Rush guitarist Alex Lifeson reflected on what he names the most challenging song in the progressive rock band’s catalogue.
While Lifeson is not often lumped along with the usual “shredders,” his work is incredibly impactful, and even modern metal guitarists owe a lot to him and Rush. And it needs no saying that Rush’s songs are challenging in their own ways and that they’ve inspired a whole new genre with their music.
As Alex Lifeson revealed with a laugh in a new edition of Ultimate Guitar’s On the Record podcast, every Rush song is challenging. But all the jokes aside, when presented with the question of what the most challenging one is, Lifeson did have an answer. And no – it wasn’t “La Villa Strangiato,” which is often shared as an example of his guitar prowess.
One that comes off the top of my head would be ‘Natural Science,'” Lifeson said. The song is from Rush’s 1980 album “Permanent Waves.” Discussing it further, he recalled how it was a pretty tough one for him to record, adding:
“That’s pretty intense playing. And in the studio, we’d play things a million times before we were confident we got the best take. So, playing that particular song a million times was challenging.”
As far as his best guitar moments during Rush’s lengthy career, Lifeson named a few records that are great examples.
“There are high points on all the records,” the guitarist said when asked which album showcases his “best guitar work.” He then added:
“And areas where, in retrospect, I think I could have improved or just been different, I guess, is probably more accurate. I like a lot of the guitar work on ‘Counterparts,’ ‘Moving Pictures’ has some very classic… Because that record’s as popular as it is, but the songwriting on it’s really good – ‘Red Barchetta’ and ‘Tom Sawyer,’ ‘Limelight’ of course, is one of my favorite songs because it’s one of my favorite solos.”
Discussing the matter further, Lifeson also reflected on how he approached recording his guitar parts, particularly all the solos on Rush’s records. As opposed to the song he said was the most challenging one, the situation is a little different with his lead parts.
“I think with my guitar playing, I’m always looking for something different,” he pointed out. “I get very impatient very quickly when we’re working.”
And, as it turns out, it’s usually one of the first takes that made it on the final version of Rush’s songs. And it’s simply because he says things get a little tiring after a few takes, and the magic is then gone. Alex continued:
“For me, doing solos, for example, the first three or four takes of whatever I’m doing are my best takes. And then I don’t know if I become bored, I don’t know if I lose interest or what it is exactly, but the energy level on those first handful of takes are always what I’m going after.”
“It’s like that with a lot of things with me,” Rush legend added. “It seems I’m starting to understand myself a little better, that everything, I just want to do it, and then I want to move on to something else.
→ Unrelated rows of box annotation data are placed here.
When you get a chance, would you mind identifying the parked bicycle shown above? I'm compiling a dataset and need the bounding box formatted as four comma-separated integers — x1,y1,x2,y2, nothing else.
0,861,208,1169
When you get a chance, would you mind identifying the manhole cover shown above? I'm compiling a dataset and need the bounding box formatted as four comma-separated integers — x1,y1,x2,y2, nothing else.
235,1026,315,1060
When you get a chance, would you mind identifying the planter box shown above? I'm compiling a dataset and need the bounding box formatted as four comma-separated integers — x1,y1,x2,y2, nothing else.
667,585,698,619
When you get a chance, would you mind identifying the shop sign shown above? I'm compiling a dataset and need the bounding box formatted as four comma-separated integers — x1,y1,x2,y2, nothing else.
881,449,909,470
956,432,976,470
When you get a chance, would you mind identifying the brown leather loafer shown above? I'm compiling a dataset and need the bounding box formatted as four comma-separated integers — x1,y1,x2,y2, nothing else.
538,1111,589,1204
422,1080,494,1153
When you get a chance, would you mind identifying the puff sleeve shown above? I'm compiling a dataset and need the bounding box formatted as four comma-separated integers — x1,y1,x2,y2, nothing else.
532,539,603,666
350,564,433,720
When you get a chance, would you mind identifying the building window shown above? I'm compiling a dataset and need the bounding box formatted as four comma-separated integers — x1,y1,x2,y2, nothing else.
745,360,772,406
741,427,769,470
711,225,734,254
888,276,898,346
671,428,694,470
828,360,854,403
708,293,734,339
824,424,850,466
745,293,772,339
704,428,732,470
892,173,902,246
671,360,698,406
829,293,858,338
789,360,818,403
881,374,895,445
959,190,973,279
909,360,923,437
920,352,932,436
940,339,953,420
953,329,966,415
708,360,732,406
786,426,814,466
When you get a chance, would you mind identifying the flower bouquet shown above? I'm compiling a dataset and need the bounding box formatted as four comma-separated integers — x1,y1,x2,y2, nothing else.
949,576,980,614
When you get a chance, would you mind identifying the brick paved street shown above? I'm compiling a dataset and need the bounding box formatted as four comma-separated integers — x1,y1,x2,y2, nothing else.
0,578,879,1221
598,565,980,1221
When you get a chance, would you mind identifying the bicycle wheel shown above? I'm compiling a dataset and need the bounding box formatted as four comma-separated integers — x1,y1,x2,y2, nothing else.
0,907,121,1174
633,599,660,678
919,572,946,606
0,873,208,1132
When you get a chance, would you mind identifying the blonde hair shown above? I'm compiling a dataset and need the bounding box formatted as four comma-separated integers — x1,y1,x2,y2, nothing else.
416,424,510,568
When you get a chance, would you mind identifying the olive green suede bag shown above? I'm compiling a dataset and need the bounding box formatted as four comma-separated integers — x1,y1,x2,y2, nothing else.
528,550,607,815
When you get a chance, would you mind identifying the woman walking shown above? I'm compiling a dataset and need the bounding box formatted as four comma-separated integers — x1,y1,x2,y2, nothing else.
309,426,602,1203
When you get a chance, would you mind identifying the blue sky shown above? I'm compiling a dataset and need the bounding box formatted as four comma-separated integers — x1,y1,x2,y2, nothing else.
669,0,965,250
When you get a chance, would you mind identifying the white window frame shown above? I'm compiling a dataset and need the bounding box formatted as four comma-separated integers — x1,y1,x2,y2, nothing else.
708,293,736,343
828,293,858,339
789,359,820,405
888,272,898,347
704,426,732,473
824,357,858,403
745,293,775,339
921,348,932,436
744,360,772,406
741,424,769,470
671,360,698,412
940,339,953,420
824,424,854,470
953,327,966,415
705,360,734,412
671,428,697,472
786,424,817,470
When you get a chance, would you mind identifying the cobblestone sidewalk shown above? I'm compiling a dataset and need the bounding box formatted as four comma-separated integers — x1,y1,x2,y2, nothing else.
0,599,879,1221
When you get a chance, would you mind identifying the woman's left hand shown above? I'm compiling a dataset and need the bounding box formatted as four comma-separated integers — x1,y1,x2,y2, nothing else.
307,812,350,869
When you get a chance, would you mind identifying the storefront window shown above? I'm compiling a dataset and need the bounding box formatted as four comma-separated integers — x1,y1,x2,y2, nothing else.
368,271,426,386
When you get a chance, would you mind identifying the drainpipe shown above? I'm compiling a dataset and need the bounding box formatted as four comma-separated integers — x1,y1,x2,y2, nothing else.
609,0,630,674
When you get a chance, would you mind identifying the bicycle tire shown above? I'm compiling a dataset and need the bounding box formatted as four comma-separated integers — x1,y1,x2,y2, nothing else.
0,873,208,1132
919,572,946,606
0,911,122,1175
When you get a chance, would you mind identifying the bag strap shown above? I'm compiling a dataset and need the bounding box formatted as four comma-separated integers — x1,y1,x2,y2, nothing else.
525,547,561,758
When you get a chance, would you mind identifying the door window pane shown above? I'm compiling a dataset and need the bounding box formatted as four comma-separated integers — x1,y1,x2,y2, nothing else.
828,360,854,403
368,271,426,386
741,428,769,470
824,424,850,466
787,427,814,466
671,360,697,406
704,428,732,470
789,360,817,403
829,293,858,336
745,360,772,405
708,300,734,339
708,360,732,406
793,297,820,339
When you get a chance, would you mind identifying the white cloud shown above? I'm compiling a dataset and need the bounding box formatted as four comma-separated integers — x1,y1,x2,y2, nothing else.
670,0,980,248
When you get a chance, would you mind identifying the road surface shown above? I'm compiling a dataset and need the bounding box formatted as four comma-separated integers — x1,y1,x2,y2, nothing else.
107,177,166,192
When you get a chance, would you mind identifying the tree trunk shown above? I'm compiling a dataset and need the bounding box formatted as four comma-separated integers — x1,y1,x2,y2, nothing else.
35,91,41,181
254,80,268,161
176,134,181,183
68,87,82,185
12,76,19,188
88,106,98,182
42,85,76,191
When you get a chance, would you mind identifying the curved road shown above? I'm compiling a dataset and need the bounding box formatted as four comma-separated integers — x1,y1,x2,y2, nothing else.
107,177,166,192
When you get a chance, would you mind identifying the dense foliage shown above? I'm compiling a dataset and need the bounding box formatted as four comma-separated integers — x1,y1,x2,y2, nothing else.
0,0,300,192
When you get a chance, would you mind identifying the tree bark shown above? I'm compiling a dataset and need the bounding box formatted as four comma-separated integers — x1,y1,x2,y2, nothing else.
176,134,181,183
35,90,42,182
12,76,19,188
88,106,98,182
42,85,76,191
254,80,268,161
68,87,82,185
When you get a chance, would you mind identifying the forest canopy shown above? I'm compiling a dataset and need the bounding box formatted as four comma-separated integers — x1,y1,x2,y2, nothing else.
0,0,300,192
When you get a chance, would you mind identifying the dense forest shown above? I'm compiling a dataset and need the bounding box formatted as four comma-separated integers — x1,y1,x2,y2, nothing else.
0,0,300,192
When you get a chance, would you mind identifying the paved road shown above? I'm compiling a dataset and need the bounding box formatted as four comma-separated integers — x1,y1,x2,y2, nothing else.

And that used to bug me in the past, but now I’ve come to embrace it, and I quite like it.”
But, of course, apart from Rush, his body of work also includes his post-Rush band Envy of None. And as he added, there’s some interesting stuff within that project as well.
“I do a lot of other stuff,” Alex said. “The Envy of None project that I’m currently working on, we released that album last year, and I love the guitar playing on that because it’s not traditional guitar playing.”
“It’s not what you’d expect from me or what someone’s perception of my guitar playing is. I got to make the guitar sound like some other instrument and that’s challenging, and it’s exciting, and I like the mystery of that sort of approach.”
But when it comes to writing a solo for a song, Alex just always does stuff on the spot.
“I totally improvise, absolutely,” he replied when asked whether he improvised his lead sections. “And what we were doing over the last number of records is I would do a bunch of takes, and then Geddy would comp. Like, ‘Moving Pictures,’ for example, Geddy and Terry Brown would comp the solos.”
“They’d kick me out of the room. I don’t know how I felt about that at the time, but I felt like I had released a lot of energy in doing those takes, so it wasn’t bad to get out and clear my head a little bit while they would work on something. If I liked it, then we would go with it. If I didn’t, then we would go through the whole process again.”
“It was a really good way of working because I think it showed trust in each other. That’s an important thing to have in the studio, that the bass player/the singer is actually working on comping my solos. You know, that’s a good thing – to be involved in each other in every aspect. I’m glad for that experience.”